In my brief experiences working with data, I have always found it interesting. From creating and mapping data to feed to a neural network, to creating visualizations to demonstrate an idea. This note will serve as the base of my learning as I come across certain concepts.

Pandas

DataFrame Basics

Passing in a dictionary when constructing a DataFrame will create a table-like structure where the keys are the column labels, and values are column data (of type Series).
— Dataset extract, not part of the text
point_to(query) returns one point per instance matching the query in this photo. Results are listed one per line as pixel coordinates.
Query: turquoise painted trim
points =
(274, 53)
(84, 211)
Let’s look at the following example:

df = pd.DataFrame(
	{
	    "A": [1, 2, 3],
	    "B": ["x", "y", "z"],
	    "C": [10.5, 20.1, 30.2]
	    "D": [1, "two", 3.0]
	},
	index=["row1", "row2", "row3"]
)

Some observations:

  • Accessing df["A"] will return a Series of integers.
  • There is no such thing as a row internally, it is constructed on the fly.
  • Pandas will autogenerate row labels from 0...n allowing access with loc
  • You can specify custom row labels with index=
  • Entry "D" in this case will receive the object data type due to heterogenous data which may have performance implications.

Inspecting Data

  • df.head(): first 5 rows
  • df.tail(): last 5 rows
  • df.shape: string of format (rows, cols)
  • df.info(): column data types info
  • df.describe(): summary stats for numeric columns

Selecting Data

  • df["A"]: Series (single column)
  • df[["A", "D"]]: DataFrame (multiple columns)
  • df.iloc[0]: row by integer
  • df.loc[0]: row by label (label is index integer by default)
  • df.loc[0, "A"]: element at row 0 column "A"
  • df[df["A"] > 1]: filter rows
  • df.loc[df["A"] > 1]: filter rows with loc ()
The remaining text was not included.